The whole movie is crammed with great scenes. The great director Howard Hawks famously remarked that what constitutes a great movie is three great scenes and no bad ones. By that standard, The Godfather should be held aloft in the stratosphere. There’s not a single bad scene to be spoken of and I could easily rattle off half a dozen great ones: the opening scene with Bonasera asking a favor; the horse head scene; Vito gunned down; Michael saves his father; Michael’s makes his bones; the montage that wraps up the action and the plot intercut with the baptism of a child. It was reportedly Pacino’s performance in the scene where he kills Solozzo that saved him from being cut from the film. All the tension and emotion in that entire scene is written on Pacino’s face – in his expressive eyes, his tightened jaw, his stiff upper body.
What continues to resonate so deeply for me every time I see the film is the power of Nino Rota’s haunting and beautiful score, in particular the main theme.

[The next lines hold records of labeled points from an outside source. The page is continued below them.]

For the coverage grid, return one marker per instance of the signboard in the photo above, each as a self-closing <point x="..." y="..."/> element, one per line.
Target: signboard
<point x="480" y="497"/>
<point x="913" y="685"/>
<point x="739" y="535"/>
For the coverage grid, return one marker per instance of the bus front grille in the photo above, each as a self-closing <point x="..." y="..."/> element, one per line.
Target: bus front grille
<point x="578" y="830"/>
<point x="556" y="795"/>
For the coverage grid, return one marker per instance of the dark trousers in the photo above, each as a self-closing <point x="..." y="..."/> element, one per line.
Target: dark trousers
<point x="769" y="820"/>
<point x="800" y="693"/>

I nearly always have to choke back a lump in my throat when I hear it, especially in the closing moments of the film as Kay looks on as Michael becomes the new Godfather and the door shuts her out. It makes me think of the sadness I feel when, after delivering the story of Luca Brasi holding a gun to a man’s head at Vito’s behest, Michael says to Kay, “That’s my family. It’s not me.” We know what he will become when we hear him say that. We also know that to some extent he falls into power after doing what any son would do to protect his father. After all, Michael is a Corleone. He’s unable to deny that. After all, it’s all in the family.